There are several limitations in this research. One limitation is that carrier results were more relevant to participants’ grandchildren than to their children, as almost all participants were past reproductive age. Stronger partner effects may have been obtained if the results were more pertinent to reproductive decision making. A second limitation is that the carrier results were for health outcomes ranging from low to high severity and probability; the findings may be stronger if limited to more impactful genomic sequencing results. For instance, it is unknown to what extent findings would generalize to contexts where individuals can learn about genetic risk for severe diseases, such as genetic testing for high-penetrance familial risk such as BRCA1/2 genetic testing for hereditary breast and ovarian cancer. A third limitation is that a single item was used to assess two of the predictors (risk perceptions and worry) and intentions, which could have made it difficult to obtain reliable effects for these predictors. This strategy is typical in large scale, nationally representative studies and one- and two-item measures of variables such as self-affirmation have shown predictive validity in other studies (e.g., Taber et al., 2015b).

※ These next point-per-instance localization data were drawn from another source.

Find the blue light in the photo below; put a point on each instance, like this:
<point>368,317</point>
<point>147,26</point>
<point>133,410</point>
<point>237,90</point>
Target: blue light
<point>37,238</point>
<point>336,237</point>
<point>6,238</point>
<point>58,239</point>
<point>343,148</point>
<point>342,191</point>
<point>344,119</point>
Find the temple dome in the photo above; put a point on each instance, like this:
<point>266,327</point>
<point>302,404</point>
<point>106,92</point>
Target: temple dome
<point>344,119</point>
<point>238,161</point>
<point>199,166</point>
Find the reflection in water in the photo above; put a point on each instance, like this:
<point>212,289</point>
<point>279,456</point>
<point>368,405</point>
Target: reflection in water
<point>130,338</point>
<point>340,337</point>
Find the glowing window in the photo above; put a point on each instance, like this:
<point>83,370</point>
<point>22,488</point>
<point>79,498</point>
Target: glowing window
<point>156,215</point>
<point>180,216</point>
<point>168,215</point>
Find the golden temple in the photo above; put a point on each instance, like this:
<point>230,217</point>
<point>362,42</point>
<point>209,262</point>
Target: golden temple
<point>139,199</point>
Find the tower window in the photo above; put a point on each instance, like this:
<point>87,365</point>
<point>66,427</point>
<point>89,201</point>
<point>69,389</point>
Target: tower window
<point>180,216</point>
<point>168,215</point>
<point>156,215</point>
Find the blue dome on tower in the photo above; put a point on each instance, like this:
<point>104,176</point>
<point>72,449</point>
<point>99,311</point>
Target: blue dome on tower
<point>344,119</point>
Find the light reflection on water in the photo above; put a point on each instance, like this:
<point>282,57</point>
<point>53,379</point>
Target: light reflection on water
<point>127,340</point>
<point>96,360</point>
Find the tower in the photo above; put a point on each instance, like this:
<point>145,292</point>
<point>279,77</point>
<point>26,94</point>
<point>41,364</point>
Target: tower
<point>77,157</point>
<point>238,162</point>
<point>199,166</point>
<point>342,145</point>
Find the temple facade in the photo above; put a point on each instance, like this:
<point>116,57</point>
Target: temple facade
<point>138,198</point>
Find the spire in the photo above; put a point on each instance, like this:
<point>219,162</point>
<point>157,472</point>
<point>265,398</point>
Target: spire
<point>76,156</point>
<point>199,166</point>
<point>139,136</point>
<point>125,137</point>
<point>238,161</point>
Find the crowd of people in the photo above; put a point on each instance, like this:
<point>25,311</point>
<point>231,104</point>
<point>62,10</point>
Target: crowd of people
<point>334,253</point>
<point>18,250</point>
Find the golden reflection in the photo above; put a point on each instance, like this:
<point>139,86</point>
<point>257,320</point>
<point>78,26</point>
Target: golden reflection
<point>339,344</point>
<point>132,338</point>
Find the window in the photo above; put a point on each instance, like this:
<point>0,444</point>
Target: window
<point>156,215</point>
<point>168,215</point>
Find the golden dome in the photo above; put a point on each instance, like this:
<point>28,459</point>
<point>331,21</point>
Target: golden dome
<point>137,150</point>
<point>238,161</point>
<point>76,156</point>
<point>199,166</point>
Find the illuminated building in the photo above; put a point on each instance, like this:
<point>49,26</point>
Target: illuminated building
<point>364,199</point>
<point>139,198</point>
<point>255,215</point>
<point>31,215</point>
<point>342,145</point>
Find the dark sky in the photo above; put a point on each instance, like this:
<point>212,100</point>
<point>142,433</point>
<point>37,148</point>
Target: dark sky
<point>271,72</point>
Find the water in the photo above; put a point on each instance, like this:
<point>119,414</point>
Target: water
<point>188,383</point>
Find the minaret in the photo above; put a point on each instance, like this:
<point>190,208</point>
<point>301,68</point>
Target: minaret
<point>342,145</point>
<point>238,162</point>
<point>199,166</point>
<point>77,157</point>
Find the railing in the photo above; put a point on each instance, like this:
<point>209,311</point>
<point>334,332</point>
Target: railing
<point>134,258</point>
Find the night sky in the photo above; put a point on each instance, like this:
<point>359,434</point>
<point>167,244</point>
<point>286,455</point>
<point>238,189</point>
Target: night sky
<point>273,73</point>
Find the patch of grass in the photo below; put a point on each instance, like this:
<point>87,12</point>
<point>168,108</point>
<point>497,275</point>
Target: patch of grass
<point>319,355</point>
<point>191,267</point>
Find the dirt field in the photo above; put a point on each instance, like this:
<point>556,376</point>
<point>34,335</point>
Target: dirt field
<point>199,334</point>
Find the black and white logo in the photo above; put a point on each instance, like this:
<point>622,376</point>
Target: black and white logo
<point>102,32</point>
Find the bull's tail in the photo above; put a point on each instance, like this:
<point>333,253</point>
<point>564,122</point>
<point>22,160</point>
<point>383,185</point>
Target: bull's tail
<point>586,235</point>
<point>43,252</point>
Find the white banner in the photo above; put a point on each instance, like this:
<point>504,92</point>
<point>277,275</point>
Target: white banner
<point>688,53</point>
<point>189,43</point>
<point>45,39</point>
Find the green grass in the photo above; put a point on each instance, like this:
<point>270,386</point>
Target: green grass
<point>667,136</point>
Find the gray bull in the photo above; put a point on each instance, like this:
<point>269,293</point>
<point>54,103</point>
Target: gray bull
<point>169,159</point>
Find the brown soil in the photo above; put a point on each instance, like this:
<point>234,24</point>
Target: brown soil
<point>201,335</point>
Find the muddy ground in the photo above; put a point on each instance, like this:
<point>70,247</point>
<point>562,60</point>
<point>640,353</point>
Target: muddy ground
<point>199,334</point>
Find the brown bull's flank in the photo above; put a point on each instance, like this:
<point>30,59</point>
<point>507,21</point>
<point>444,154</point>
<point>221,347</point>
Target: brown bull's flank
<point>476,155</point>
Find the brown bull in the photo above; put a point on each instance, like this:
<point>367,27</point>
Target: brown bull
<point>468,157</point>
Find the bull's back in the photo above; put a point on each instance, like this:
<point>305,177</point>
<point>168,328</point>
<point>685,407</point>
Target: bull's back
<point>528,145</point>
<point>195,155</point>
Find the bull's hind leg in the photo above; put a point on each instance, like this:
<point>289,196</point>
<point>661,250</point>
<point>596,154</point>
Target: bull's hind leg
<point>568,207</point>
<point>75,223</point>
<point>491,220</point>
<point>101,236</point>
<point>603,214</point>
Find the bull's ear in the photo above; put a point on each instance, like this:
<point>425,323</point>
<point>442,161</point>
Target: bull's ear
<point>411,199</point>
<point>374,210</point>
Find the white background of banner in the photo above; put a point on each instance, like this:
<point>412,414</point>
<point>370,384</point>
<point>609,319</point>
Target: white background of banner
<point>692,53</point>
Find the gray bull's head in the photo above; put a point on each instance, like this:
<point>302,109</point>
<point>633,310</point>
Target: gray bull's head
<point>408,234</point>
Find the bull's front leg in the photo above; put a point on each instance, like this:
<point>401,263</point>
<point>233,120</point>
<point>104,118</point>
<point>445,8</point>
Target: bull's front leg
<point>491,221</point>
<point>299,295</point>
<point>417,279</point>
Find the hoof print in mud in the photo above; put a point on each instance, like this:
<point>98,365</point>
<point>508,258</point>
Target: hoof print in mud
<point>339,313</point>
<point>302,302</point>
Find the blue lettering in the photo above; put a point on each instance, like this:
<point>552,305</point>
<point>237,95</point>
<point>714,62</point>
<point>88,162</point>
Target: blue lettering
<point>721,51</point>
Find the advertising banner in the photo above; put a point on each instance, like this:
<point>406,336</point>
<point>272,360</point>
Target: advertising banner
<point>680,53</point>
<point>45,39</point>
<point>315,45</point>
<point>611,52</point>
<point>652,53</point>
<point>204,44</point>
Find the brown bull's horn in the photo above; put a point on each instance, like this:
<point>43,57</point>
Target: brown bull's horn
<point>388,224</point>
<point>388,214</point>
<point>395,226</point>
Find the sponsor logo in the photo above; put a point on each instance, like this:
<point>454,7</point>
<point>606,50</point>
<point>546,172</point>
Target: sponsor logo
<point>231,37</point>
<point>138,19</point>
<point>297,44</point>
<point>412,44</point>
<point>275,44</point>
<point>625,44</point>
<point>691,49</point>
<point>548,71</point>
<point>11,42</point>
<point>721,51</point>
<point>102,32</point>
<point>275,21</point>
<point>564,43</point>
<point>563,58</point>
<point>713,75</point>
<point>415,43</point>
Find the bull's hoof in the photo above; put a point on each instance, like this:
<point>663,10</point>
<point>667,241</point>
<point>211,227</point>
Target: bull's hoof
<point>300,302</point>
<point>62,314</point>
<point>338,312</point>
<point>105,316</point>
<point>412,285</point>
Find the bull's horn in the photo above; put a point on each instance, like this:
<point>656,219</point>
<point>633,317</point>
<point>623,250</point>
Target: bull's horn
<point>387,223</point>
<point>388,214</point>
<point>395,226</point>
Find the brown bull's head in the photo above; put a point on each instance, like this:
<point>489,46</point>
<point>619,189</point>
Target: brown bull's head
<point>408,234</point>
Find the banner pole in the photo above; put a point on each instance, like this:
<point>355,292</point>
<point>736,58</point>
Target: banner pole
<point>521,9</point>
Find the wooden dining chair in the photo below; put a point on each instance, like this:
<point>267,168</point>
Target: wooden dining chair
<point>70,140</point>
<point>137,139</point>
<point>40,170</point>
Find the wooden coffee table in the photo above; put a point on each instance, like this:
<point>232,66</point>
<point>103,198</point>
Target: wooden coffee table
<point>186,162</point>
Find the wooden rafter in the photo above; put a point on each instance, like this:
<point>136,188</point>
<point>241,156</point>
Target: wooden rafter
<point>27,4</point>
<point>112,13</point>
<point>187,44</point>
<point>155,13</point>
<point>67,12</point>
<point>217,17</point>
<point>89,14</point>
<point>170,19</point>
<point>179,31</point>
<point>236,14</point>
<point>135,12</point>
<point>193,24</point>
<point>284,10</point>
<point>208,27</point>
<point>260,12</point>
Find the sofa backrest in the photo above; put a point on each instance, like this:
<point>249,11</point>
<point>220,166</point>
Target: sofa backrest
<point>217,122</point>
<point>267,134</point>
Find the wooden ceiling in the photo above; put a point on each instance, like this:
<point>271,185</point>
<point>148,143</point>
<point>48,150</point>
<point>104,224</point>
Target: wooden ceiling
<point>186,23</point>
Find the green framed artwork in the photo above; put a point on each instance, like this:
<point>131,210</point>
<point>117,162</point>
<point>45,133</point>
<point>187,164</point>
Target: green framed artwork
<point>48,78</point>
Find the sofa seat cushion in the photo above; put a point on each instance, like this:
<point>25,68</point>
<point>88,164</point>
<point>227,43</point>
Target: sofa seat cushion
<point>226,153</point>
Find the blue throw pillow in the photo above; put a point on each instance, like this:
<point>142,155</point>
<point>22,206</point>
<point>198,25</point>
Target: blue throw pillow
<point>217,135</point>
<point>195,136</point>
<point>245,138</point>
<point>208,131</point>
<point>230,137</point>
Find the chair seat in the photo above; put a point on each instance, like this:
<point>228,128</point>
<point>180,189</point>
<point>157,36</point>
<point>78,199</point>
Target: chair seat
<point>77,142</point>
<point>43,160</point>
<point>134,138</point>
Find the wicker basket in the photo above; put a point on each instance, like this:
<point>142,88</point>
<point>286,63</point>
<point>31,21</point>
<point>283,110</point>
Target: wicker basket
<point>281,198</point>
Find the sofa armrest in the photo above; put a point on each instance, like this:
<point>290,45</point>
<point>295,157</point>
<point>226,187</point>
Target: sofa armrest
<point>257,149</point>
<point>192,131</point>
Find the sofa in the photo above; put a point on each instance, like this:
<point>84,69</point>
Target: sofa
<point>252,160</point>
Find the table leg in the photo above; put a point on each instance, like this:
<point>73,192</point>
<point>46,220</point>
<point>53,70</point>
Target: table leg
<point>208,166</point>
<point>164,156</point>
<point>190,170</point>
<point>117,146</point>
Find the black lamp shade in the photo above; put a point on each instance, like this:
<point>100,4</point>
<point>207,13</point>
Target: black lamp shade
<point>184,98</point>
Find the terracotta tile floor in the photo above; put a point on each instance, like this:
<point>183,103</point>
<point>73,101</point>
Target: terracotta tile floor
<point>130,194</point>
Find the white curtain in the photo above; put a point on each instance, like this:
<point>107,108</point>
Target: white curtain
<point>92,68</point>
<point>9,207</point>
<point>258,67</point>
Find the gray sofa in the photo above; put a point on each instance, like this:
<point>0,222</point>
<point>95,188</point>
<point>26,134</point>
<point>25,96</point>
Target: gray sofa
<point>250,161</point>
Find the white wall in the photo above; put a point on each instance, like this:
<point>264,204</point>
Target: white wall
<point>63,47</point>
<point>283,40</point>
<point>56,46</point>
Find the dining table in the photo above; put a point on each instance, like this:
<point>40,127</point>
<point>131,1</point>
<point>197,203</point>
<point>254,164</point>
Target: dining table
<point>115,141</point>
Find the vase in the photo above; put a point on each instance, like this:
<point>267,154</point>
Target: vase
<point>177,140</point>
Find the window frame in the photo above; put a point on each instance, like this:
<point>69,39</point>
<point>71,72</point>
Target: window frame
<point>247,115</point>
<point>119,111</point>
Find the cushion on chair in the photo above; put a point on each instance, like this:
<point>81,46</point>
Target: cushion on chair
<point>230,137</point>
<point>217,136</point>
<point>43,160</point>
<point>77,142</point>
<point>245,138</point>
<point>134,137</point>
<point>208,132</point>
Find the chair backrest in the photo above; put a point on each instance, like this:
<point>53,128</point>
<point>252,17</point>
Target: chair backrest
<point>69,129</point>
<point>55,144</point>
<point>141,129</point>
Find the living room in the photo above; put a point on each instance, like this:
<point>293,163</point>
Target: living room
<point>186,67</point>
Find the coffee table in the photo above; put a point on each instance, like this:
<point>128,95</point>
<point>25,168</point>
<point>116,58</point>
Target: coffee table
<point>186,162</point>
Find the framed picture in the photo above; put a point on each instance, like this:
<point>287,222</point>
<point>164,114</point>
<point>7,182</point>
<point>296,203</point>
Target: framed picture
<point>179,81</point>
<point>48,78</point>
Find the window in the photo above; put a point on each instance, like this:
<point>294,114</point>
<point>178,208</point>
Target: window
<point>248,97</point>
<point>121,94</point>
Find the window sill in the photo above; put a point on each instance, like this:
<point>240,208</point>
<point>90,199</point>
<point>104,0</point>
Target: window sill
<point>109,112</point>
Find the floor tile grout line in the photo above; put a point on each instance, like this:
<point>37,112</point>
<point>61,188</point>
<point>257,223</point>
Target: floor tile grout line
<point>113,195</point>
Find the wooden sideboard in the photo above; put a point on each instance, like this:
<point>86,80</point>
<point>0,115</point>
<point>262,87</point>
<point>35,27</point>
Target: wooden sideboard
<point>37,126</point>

A final limitation is selection bias. People who are willing to participate in studies like ClinSeq® are likely to be different from people who do not participate, such that they may be more interested in receiving information about their health. Overall tendencies to avoid information were low (the mean was 2.03 and 2 SDs above and below the mean = 0.89–3.17, which are below the midpoint of 4) and intentions to learn results were skewed and quite high, which makes sense given that the sample included people who were interested in receiving genomic information. We expect that stronger associations would be observed for people who are higher in information avoidance. These findings are likely to generalize to other individuals who undergo genomic sequencing and are presumably interested in learning genomic sequencing results. Additionally, dyadic studies are often prone to selection bias; for instance, people who participate in studies with their romantic partner are less likely to experience breakup than people who participate solo (Park et al., 2020). The findings from the current research will be most generalizable to couples who are interested in participating in genome sequencing together.”

Clinical implications

Although some interventions and public health programs are beginning to incorporate close others as agents of influence, it is important to understand how social exchange processes function before implementing large-scale programs. For instance, pilot research studies of population-based carrier screening are currently being conducted in the Netherlands and Australia (Schuurmans et al., 2019; “What is Mackenzie’s Mission?”, 2019). In these programs, both members of the couple need to participate in order to learn their carrier results; thus, if one partner declines to participate, the couple is ineligible. The results of the current research have implications for these types of screening programs; people whose partners’ have higher information avoidance may be less likely to participate.